= Max Planck Institute for Plant Breeding Research =

The Max Planck Institute for Plant Breeding Research was founded in Müncheberg, Germany in 1928 as part of the Kaiser-Wilhelm-Gesellschaft. The founding director, Erwin Baur, initiated breeding programmes with fruits and berries, and basic research on Antirrhinum majus and the domestication of lupins. After the Second World War, the institute moved west to Voldagsen, and was relocated to new buildings on the present site in Cologne in 1955.

The modern era of the Institute began in 1978 with the appointment of Jeff Schell and the development of plant transformation technologies and plant molecular genetics. The focus on molecular genetics was extended in 1980 with the appointment of Heinz Saedler. The appointment in 1983 of Klaus Hahlbrock broadened the expertise of the Institute in the area of plant biochemistry, and the arrival of Francesco Salamini in 1985 added a focus on crop genetics. During the period 1978-1990, the Institute was greatly expanded and new buildings were constructed for the departments led by Schell, Hahlbrock and Salamini, in addition to a new lecture hall and the Max Delbrück Laboratory building that housed independent research groups over a period of 10 years.
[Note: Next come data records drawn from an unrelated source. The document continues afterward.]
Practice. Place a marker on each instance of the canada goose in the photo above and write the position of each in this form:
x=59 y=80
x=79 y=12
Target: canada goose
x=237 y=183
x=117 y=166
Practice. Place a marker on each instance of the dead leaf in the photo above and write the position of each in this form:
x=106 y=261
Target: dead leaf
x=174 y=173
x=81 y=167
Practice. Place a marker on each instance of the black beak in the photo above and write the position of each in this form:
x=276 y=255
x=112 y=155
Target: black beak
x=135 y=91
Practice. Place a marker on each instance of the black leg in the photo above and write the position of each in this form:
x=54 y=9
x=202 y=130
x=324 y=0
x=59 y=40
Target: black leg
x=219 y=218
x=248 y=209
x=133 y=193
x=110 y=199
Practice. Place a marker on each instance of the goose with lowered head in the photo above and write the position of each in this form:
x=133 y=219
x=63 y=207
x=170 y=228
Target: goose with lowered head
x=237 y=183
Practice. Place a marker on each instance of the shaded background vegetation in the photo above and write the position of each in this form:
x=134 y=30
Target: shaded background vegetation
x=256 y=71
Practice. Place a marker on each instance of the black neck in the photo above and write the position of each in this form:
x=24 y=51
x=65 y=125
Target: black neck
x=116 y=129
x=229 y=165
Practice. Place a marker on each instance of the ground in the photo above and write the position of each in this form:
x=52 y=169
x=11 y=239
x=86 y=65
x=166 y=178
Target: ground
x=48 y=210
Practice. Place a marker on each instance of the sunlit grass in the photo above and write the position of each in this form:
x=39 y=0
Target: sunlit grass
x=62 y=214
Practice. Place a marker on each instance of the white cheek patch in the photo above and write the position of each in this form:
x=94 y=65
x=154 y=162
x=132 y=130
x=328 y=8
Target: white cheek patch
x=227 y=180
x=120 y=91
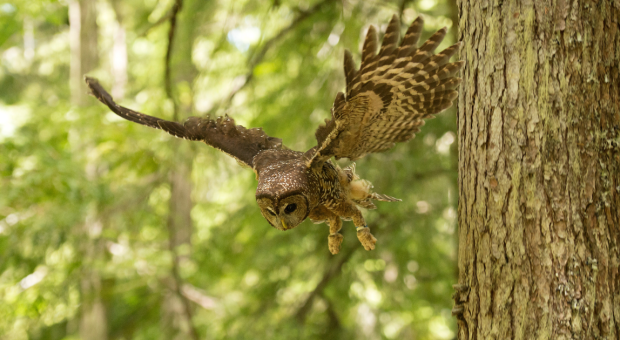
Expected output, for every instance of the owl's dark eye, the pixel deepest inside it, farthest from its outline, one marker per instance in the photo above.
(290, 208)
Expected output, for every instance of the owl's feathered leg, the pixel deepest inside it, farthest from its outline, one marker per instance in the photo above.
(348, 209)
(321, 214)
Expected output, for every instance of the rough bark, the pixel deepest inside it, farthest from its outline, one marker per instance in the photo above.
(539, 173)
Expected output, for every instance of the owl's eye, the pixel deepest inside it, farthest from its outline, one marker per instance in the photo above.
(290, 208)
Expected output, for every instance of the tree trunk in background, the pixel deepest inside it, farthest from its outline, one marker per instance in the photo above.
(83, 40)
(539, 170)
(176, 308)
(84, 58)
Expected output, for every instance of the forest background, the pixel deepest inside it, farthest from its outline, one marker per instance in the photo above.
(85, 196)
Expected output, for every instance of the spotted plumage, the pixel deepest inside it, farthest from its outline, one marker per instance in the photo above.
(386, 102)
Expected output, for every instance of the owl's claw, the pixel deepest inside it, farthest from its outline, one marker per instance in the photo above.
(366, 238)
(334, 242)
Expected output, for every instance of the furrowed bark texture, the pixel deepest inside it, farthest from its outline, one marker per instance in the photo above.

A new generation of directors was appointed from 2000 with the approaching retirements of Klaus Hahlbrock and Jeff Schell. Paul Schulze-Lefert and George Coupland were appointed in 2000 and 2001, respectively, and Maarten Koornneef arrived three years later upon the retirement of Francesco Salamini. The new scientific departments brought a strong focus on utilising model species to understand the regulatory principles and molecular mechanisms underlying selected traits. The longer-term aim is to translate these discoveries to breeding programmes through the development of rational breeding concepts. The arrival of a new generation of Directors also required modernisation of the infrastructure. So far, this has involved complete refurbishment of the building that houses the Plant Developmental Biology laboratory (2004), construction of a new guesthouse and library (2005), planning of new buildings for the administration and technical workshops (2009), and a new laboratory building completed in May 2012. The new laboratory building includes a section that links the three scientific departments, offices and the Bioinformatics Research Group.

== Departments ==

- Department of Plant Developmental Biology (George Coupland)
- Department of Plant Microbe Interactions (Paul Schulze-Lefert)
- Department of Comparative Development and Genetics (Miltos Tsiantis)
- Department of Chromosome Biology (Raphael Mercier)

== Independent research groups ==

- Regulation of stamen maturation in barley and Arabidopsis (Ivan Acosta)
- The evolution of annual and perennial life strategies (Maria Albani)
- Root-environment communication (Tonni Grube Andersen)
- Structural Biology (Jijie Chai)
- Transport Processes in Crop Plants (Wolf  B. Frommer)
- Molecular basis of adaptive evolution (Angela Hancock)
- Genetic basis for phenotypic evolution (Angela Hay)
- Basic Immune System of Plants (Hirofumi Nakagami)
- Quantitative Genetics and Genomics of Plants (Benjamin Stich)
- Genetic and molecular analysis of shoot branching in higher plants (Klaus Theres)
- Drought adaptation and flowering time control in barley (Maria von Korff)

== Graduate program ==
Beginning in 1999 the Max Planck Society initiated the implementation of International Max Planck Research Schools (IMPRS) as a new way to cooperate with partner universities in Germany. The intention of this ambitious plan is twofold. On the one hand, the Max Planck Society tries to intensify the collaboration with university affiliated research groups and faculty at home. On the other hand, due to the great demand of junior scientists, one was trying to attract qualified students from Germany and abroad to help train a new generation of scientists. It seemed reasonable to combine scientific leadership and technical expertise on a local scale by jointly offering this new way to train promising scientists from around the world. The Ph.D. program provides a true interdisciplinary approach for highly motivated students to receive a Ph.D. degree and to participate in cutting edge research. Major changes and adjustments were necessary to put this idea into reality. First, because of the international character, teaching and practical training had to be offered in English to make the program attractive for foreign students. Second, the training should target a very specific area of research for which the existing faculty is internationally known. Third, the research schools are intended to represent centres of excellence. The IMPRS at the Max Planck Institute of Plant Breeding Research together with the University of Cologne represent such a centre of excellence in the area of molecular plant science, and was formed in 2001. Currently, this IMPRS has about 40 Ph.D. students, where half come from countries outside of Germany. Admission is entirely linked to scientific merit and achievement.